Craddock C, Szydlo R M, Dazzi F, Olavarria E, Cwynarski K, Yong A, Brookes P, de la Fuente J, Kanfer E, Apperley J F, Goldman J M
Department of Haematology, Hammersmith Hospital and Imperial College School of Medicine, London, UK.
Br J Haematol. 2001 Jan;112(1):228-36. doi: 10.1046/j.1365-2141.2001.02519.x.

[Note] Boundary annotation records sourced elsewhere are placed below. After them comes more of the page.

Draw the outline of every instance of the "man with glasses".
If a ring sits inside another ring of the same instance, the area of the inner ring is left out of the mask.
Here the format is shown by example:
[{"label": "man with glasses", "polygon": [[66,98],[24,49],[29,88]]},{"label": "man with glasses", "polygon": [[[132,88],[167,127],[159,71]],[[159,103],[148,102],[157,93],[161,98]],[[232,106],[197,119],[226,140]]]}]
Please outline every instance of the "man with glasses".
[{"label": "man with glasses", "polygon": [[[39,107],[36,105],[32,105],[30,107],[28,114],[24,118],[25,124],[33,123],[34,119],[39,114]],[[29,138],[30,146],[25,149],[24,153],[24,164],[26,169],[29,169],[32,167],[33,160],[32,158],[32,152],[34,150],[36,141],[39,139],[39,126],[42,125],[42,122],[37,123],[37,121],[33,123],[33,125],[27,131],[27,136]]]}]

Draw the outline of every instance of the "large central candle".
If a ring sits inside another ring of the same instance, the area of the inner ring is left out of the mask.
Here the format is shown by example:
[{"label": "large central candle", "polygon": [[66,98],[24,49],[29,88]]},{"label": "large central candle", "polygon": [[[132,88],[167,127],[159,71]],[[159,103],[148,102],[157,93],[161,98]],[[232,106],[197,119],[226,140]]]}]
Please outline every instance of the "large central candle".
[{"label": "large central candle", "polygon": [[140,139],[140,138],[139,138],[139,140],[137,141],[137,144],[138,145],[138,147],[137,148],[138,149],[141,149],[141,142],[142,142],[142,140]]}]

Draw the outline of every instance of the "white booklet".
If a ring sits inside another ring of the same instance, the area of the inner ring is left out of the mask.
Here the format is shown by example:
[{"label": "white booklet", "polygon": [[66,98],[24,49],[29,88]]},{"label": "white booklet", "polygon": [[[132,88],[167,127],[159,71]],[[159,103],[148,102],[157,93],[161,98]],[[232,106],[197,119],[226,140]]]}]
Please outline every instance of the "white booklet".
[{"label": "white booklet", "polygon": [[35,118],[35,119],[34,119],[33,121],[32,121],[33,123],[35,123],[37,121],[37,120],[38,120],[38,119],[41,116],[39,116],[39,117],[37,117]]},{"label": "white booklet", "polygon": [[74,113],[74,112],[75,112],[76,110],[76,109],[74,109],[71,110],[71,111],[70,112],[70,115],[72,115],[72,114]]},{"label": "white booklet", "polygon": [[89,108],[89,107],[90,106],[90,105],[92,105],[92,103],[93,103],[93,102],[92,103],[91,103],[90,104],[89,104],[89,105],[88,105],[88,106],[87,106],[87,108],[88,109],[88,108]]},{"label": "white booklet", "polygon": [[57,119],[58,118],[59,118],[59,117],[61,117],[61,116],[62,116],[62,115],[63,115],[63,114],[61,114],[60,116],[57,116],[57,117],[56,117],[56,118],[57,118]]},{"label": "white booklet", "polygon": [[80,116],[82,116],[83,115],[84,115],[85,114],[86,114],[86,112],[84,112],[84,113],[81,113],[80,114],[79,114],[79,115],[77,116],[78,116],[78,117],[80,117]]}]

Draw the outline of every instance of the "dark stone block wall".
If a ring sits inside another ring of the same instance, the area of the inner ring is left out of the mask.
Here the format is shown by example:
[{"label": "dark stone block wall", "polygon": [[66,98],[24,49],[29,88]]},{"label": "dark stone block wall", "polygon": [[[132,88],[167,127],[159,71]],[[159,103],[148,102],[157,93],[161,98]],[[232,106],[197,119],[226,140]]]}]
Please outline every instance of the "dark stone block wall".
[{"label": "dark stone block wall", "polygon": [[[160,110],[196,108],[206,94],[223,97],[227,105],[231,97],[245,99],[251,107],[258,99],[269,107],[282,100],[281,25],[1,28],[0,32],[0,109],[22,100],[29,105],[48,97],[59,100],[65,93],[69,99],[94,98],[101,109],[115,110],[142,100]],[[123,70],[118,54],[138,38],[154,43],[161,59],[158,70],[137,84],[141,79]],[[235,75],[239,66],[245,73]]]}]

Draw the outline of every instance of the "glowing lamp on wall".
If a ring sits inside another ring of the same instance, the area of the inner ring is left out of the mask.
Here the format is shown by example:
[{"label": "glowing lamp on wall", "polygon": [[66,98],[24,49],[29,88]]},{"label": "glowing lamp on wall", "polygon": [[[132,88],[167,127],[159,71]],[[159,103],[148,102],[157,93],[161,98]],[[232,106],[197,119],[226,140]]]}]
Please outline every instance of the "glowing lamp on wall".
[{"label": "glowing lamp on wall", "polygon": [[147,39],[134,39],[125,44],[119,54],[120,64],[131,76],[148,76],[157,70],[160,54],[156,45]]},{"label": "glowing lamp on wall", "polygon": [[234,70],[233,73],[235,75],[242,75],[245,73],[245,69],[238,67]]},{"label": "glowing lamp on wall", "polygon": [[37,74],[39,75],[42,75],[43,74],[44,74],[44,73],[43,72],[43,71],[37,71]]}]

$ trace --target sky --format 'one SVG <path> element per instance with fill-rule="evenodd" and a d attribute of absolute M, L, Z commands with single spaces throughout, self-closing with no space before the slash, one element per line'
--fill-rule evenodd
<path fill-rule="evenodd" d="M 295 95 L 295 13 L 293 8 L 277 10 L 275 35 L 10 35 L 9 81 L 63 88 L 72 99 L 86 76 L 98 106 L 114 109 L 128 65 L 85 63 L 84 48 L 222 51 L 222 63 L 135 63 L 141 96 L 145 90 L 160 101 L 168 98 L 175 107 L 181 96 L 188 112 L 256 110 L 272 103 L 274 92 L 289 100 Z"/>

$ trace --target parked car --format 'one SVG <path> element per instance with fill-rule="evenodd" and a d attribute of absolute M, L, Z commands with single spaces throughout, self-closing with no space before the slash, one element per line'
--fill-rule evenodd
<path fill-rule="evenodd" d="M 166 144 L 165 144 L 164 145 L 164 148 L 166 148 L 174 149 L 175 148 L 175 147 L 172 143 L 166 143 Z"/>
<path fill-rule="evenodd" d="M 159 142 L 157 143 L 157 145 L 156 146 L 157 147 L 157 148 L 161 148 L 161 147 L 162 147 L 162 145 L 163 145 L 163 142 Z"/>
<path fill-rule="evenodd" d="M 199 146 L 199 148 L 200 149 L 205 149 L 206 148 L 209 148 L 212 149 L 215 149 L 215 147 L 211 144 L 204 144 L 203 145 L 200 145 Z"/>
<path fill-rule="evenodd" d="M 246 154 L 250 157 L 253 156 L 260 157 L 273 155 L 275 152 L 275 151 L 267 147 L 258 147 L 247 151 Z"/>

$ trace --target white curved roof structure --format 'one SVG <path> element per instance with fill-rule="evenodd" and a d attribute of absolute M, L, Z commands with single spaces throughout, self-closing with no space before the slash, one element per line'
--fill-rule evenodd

Graft-versus-host disease (GVHD) remains a major cause of morbidity and mortality after haematopoietic stem cell transplantation from matched unrelated donors (MUD). The role of T-cell depletion (TCD) as a strategy to prevent GVHD is controversial because of the associated increased risk of leukaemic relapse, graft failure and delayed immune reconstitution. The demonstration that donor lymphocyte infusion (DLI) is effective salvage therapy if patients relapse after transplantation for chronic myeloid leukaemia (CML) prompted us to examine the proposal that TCD may be a form of GVHD prophylaxis particularly suited to this disease in patients undergoing MUD transplantation. We analysed the outcome of 106 consecutive patients with CML in first chronic phase who underwent MUD transplantation. Patients were conditioned with cyclophosphamide and total body irradiation (TBI), and received in vivo TCD, using CD52 monoclonal antibody, as GVHD prophylaxis. Donor lymphocytes were infused at the time of leukaemic relapse. The projected survival at 5 years for all patients was 52.6%. The probability of developing severe acute GVHD (grade 3 or 4) was 14.5%. The only significant predictor of overall survival in univariate and multivariate analysis was patient cytomegalovirus (CMV) serostatus: in CMV-negative patients survival at 5 years was 60% vs. 42% in CMV-positive patients (P = 0.006). The use of TCD was associated with an increased risk of relapse (62% probability at 5 years after transplant), but 80% of patients who received DLI achieved molecular remission that was durable in all but two cases. In vivo TCD, in conjunction with DLI at relapse, is a valuable GVHD prophylactic regimen in CMV-seronegative recipients of MUD allografts, but in CMV-seropositive patients this approach is associated with an increased non-relapse mortality. Consequently, GVHD prophylactic regimens in MUD transplantation should be tailored according to the patient and donor pretransplant characteristics.
移植物抗宿主病(GVHD)仍然是来自匹配无关供体(MUD)的造血干细胞移植后发病和死亡的主要原因。T细胞去除(TCD)作为预防GVHD的一种策略,其作用存在争议,因为这会增加白血病复发、移植物失败和免疫重建延迟的风险。有证据表明,如果慢性粒细胞白血病(CML)患者移植后复发,供体淋巴细胞输注(DLI)是有效的挽救治疗方法,这促使我们研究TCD可能是一种特别适合接受MUD移植的CML患者预防GVHD的形式这一观点。我们分析了106例连续的处于慢性期的CML患者接受MUD移植的结果。患者接受环磷酰胺和全身照射(TBI)预处理,并使用CD52单克隆抗体进行体内TCD,作为GVHD预防措施。在白血病复发时输注供体淋巴细胞。所有患者预计5年生存率为52.6%。发生严重急性GVHD(3级或4级)的概率为14.5%。单因素和多因素分析中总体生存的唯一显著预测因素是患者的巨细胞病毒(CMV)血清学状态:CMV阴性患者5年生存率为60%,而CMV阳性患者为42%(P = 0.006)。使用TCD与复发风险增加相关(移植后5年复发概率为62%),但接受DLI的患者中有80%实现了分子缓解,除两例外均持久。体内TCD联合复发时的DLI,对于MUD同种异体移植的CMV血清阴性受者是一种有价值的GVHD预防方案,但对于CMV血清阳性患者,这种方法会增加非复发死亡率。因此,MUD移植中的GVHD预防方案应根据患者和供体移植前特征进行调整。